Maybe this issue is best debated amongst the people who need to get off my lawn. - JoeBedurndurn
I really don't think the success of the DS relies on a control scheme. Most games don't use anything but the the standard game pad control. Given the option, I choose to control games with the pad. Good games, a system re-design, and a low price are what makes this system fly off the shelves.
I agree that the leap to polygons was a huge step for consoles. The reason I bought a Saturn was Virtua Fighter.
Xbox Live: Armchair Jockey Steam: Armchair_Allstar PSN: Armchair_Allstar
I love the basic additions from Xbox 1 to the 360. I can see who's online at any moment and converse. On the original I had to get in a game first, and sometimes I couldn't read a message from one game while I was in another. The 360 is a huge improvement, and it still has room for growth. Microsoft should use GWJ as a focus group, the features we need right now are the wave of the future.
There's a business opportunity for you, Certis.
"Once you can accept the universe is matter expanding into nothing that is something, wearing stripes with plaid comes easy." -- Albert Einstein
Dammit, I came in here to say that.
Loved that game. And the sequel. 3rd one, not so much.

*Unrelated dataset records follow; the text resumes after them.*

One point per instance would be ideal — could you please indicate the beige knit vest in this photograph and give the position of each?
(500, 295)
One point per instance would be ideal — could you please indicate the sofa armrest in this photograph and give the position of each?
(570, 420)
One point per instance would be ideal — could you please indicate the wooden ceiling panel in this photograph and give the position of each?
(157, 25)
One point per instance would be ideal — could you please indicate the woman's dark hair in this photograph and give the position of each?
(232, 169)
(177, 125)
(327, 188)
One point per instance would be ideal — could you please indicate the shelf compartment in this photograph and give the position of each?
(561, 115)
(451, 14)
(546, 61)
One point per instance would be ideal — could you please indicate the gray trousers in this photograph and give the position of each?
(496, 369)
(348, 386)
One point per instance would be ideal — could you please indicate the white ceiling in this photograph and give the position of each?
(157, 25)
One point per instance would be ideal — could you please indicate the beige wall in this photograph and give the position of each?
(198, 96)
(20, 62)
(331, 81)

Terminator:FS had more atmosphere than any 10 games put together, with a few possible exceptions like the Fallout series, Planescape, and System Shock 2. When I played T:FS I really felt like I was there. It's a rare thing.
XBL - UnknownSoldier
EVE - Vakor Zakorian
Well the PS2 had more online gamers than the Xbox.

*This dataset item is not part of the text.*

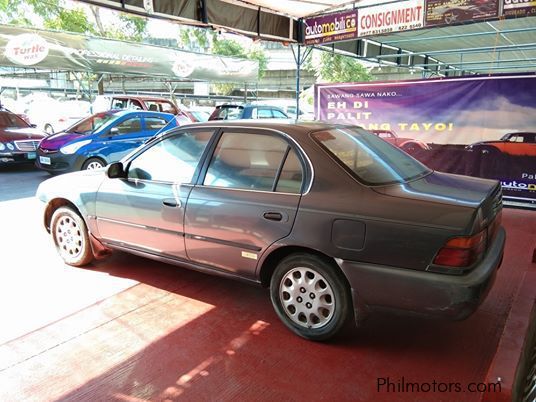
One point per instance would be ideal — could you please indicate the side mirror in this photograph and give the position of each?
(116, 171)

And given the numbers of folks with pcs online in message boards, chatrooms, myspace, ebay, casual pop cap games, ...... , I don't think Live is a whole new world for people.
Also look at WoW. There's more than twice as many Wow players online than 360 subscribers and yet the 360 is bringing about this big change?

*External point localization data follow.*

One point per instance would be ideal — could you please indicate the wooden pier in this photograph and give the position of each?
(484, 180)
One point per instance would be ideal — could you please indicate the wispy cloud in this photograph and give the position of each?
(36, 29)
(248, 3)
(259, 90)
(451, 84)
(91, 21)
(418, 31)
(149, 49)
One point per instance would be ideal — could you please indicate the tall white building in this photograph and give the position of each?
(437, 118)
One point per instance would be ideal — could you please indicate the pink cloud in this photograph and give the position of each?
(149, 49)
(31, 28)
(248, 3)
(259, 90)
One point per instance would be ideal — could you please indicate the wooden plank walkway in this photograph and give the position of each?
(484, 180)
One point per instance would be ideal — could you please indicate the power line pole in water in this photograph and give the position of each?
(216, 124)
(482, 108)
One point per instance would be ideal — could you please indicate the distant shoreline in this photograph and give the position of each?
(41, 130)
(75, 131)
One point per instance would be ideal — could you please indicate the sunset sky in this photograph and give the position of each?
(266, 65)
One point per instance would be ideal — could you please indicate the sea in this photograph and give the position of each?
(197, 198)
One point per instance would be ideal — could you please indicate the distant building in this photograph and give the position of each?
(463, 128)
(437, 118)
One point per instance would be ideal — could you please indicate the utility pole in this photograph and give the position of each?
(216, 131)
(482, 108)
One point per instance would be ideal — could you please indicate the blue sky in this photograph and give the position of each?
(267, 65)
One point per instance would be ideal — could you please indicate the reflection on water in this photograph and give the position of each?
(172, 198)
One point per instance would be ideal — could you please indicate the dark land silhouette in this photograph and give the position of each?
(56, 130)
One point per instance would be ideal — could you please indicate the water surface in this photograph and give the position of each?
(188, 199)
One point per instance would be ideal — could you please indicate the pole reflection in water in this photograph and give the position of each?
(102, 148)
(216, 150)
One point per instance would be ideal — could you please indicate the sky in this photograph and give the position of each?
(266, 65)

I don't think Live has brought much new to the table except transferred what was on the pc over to the console. IT's really the fact that consoles are a closed platform (MS controls it) that has allowed them to make the service universal on the platform. Also let's not forget you are charged for the privilege of playing online. Also afaik Xbox LIve was originally called MS Zone on the pc.
ONe big reason Nintendo went to a new interface too is money. They can do their cheap fun games again with the new interface and they'll have much of the market for themselves. They can have some of the first dibs on creating new franchises for that interface which will hard to beat later on. Eventually though competition enters and profits will decrease. That's a big reason why they bowed out of the hi-tech race. And why they have went their own direction.